As for your logistical nightmare, if other mums manage to change babes in the baby changing area, why can't the rest?

Think laziness and can't be bothered play a big part here.

pagwatch · 04/05/2009 12:45

MY sister is a registrar and was conducting a wedding service only to find herself distracted by the woman changing her Dcs dirty nappy on the floor next to the bride and groom.

and

violethill · 04/05/2009 12:54

There was a perfectly good clean changing room the OP said, giantkate.

Christ, I managed to use changing rooms when I had three little ones, a double buggy and piles of shopping, if the need arose.

I think it's partly laziness as cheshirekitty says, and partly the attitude of 'Oh look, I've got a baby, it's so terribly precious and important that i've just got to show you all the contents of its precious nappy while you eat your dinner.'

I really honestly do think some mothers lose all perspective, and several years later realise how awful they were!

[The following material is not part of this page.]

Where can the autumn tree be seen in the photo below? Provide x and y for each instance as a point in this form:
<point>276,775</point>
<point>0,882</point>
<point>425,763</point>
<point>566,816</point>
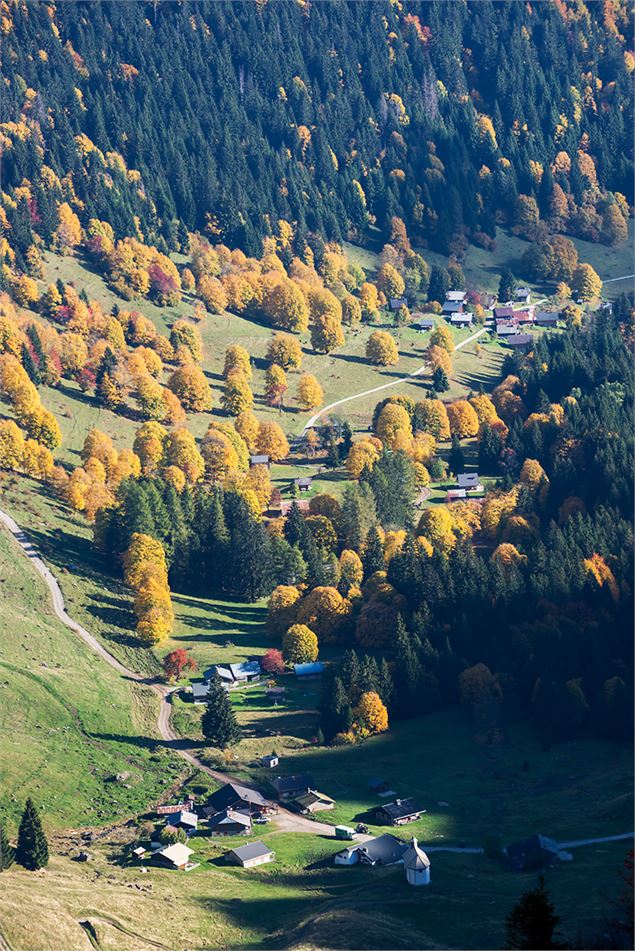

giantkatestacks · 04/05/2009 13:15

I understand about the changing room but I think a Macdonalds doesnt really count tbh when you're sitting across the way from a tramp swearing and muttering into his coffee etc its not exactly a proper restaurant is it.

I am not saying its optimal - obviously it isnt but its not something I could get myself into a lather about.

PinkBubblesGoApe · 04/05/2009 13:19

If there was a changing room, YANBU.

I admit to having changed DS on the seat in a McD but in my defense, there was no changing table (ahhh, Paris! No changing tables anywhere!) and the sink area was a lake. Floor even worse.

But I have gone out of my way other times, even to the point of changing DS on the icky bathroom floor of a Spanish train (mat went straight into the bin afterwards). Or on my knees when sitting on a closed toilet seat. There is usually a way of doing it discreetly!

violethill · 04/05/2009 13:21

So we all decide what 'counts' do we?
And sitting opposite someone who is behaving in a socially unacceptable way makes it ok to also behave anti socially?

Not a very grown up way to behave!

duchesse · 04/05/2009 13:21

Jeeez....

However, having just done a child handover outside a Macdonalds (J2 off M27 in case anybody would like to know) with the largest concentration of rat bait boxes I've ever seen and reeking of maggots (presumably from the rat corpses), I don't think I would ever go anywhere near a Macd again so I don't really care how many shitty nappies people change there.

TweetleBeetle · 04/05/2009 13:29

Well I changed DD1 nappy in a not posh) restaurant onmy knee one time and felt really embarrassed at having to do it but there were no changing tables and no room on the loo floor.

If there is a changing table or an area where you can put a mat down, you should not change a bum in an eating area, its basic hygene and manners

giantkatestacks · 04/05/2009 13:37

violethill - of course not, but peoples ideas of antisocial differ dont they...my definition of it is something that affects other people - so actually changing a wee-ey nappy or a tramp muttering to himself are not that antisocial if they dont affect others - or if they only affect others because the very sight of them offends.

In my local Macs it would be more socially acceptable to change a nappy than to bf sadly and this is what annoys me more.